The Museum of Folksonomy is a fully playable networked multiplayer game that uses a procedurally generated virtual environment to allow players to ‘curate’ the world based on their likes and dislikes.
The game combines research into ‘folksonomies’, user-generated datasets, with procedural generation techniques where the game world is created in real time through algorithms.
The Museum of Folksonomy is composed of various gallery spaces and artworks from around the world. The objects are grouped through metadata analysis. Each player can see one another, and the objects they have gathered, but each player creates a unique set of procedural galleries generated around their own actions.
Players can gather, collaborate, or compete to collect artworks, bringing them together in a common central gallery where they can export their artworks to social media. Each time a player ventures off to collect more artworks, the system will generate a new gallery from a set of infinite possible configurations.
The project questions the future of the museum as an open-access entity where anyone can consume culture despite their geographical location.

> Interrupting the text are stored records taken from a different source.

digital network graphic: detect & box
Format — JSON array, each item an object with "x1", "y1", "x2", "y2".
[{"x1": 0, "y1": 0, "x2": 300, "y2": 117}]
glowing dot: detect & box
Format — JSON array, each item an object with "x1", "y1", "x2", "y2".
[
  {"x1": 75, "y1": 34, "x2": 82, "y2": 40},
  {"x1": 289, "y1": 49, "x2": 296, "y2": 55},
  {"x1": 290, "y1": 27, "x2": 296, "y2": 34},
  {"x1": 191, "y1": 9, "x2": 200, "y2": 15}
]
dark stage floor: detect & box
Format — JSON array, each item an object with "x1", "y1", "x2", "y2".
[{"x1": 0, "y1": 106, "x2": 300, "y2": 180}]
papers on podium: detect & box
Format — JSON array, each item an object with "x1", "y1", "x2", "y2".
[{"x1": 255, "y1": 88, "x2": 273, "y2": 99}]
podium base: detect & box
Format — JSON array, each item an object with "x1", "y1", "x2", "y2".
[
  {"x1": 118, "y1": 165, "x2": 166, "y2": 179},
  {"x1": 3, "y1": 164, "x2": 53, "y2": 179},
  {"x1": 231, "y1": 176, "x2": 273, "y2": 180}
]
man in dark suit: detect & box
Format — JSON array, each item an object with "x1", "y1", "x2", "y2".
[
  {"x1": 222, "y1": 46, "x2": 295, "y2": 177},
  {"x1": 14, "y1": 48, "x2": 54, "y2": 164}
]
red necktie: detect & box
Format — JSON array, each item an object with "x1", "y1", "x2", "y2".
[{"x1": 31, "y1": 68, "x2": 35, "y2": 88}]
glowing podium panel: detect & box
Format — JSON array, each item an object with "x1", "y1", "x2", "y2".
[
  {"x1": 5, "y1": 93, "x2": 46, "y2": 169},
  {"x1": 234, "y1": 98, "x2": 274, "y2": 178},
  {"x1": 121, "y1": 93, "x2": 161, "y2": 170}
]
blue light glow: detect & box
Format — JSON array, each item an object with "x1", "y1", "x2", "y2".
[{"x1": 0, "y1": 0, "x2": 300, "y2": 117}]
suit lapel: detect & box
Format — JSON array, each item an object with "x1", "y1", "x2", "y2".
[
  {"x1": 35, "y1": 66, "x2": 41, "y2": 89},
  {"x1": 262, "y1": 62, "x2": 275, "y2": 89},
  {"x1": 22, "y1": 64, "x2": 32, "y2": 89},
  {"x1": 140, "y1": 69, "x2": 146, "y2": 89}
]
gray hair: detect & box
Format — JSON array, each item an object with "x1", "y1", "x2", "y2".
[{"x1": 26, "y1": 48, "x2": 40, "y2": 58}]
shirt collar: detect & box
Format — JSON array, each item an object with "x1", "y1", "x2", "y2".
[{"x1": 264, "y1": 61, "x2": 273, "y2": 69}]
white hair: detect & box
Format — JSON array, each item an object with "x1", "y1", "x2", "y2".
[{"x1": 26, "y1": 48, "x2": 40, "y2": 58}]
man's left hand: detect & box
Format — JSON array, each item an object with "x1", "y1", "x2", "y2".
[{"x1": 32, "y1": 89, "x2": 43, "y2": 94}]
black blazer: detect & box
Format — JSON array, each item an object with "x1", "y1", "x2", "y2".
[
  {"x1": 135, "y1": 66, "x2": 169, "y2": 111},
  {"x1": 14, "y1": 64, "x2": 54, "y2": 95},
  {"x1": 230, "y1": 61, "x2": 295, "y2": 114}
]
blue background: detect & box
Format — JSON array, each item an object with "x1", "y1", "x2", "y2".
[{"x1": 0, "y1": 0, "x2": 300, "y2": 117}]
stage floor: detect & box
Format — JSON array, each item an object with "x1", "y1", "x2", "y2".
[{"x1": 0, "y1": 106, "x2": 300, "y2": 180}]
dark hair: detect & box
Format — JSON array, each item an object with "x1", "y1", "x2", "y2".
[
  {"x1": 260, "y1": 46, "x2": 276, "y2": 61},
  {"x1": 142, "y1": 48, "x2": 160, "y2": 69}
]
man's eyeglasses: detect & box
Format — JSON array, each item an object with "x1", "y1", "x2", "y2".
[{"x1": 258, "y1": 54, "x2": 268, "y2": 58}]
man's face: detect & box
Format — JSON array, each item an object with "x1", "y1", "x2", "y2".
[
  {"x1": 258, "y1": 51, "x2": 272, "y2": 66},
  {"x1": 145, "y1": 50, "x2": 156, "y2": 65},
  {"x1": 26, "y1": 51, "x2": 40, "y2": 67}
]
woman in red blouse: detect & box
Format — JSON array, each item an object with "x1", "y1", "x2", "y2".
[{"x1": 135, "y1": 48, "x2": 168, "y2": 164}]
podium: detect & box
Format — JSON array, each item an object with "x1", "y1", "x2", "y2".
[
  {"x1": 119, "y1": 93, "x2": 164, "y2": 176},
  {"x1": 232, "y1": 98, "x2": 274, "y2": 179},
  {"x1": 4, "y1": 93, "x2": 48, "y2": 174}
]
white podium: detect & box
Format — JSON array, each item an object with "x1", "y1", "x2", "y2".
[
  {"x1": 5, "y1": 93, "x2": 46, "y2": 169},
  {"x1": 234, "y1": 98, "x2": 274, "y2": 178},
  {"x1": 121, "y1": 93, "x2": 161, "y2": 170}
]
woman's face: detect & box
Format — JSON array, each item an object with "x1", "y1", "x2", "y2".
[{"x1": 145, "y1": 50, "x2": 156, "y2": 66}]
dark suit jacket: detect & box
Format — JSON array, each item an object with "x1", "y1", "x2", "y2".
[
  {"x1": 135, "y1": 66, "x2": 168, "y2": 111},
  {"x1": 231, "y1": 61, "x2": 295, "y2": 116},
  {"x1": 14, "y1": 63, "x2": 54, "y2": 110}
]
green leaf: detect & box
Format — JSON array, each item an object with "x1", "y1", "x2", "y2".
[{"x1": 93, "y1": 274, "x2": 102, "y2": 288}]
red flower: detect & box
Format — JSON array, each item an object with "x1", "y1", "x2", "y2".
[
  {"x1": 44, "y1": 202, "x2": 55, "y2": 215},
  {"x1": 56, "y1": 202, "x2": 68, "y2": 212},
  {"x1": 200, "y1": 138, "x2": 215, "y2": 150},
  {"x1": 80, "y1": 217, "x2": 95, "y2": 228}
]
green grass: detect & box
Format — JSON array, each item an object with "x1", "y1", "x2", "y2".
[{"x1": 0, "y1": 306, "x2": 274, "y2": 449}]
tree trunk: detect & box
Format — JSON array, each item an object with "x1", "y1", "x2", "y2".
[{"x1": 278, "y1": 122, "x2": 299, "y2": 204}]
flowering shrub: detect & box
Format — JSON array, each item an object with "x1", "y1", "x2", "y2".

The game prototypes a new form of virtual museum that becomes as ubiquitous as swiping left or right.
An illustration of how the game systems combine tagged objects with procedural galleries.
Museum configurations are generated in real time as online players navigate the game.
An illustration of various online players and the artworks collected with their tags.
Galleries of artworks are created and composed through the folksonomies generated by online players.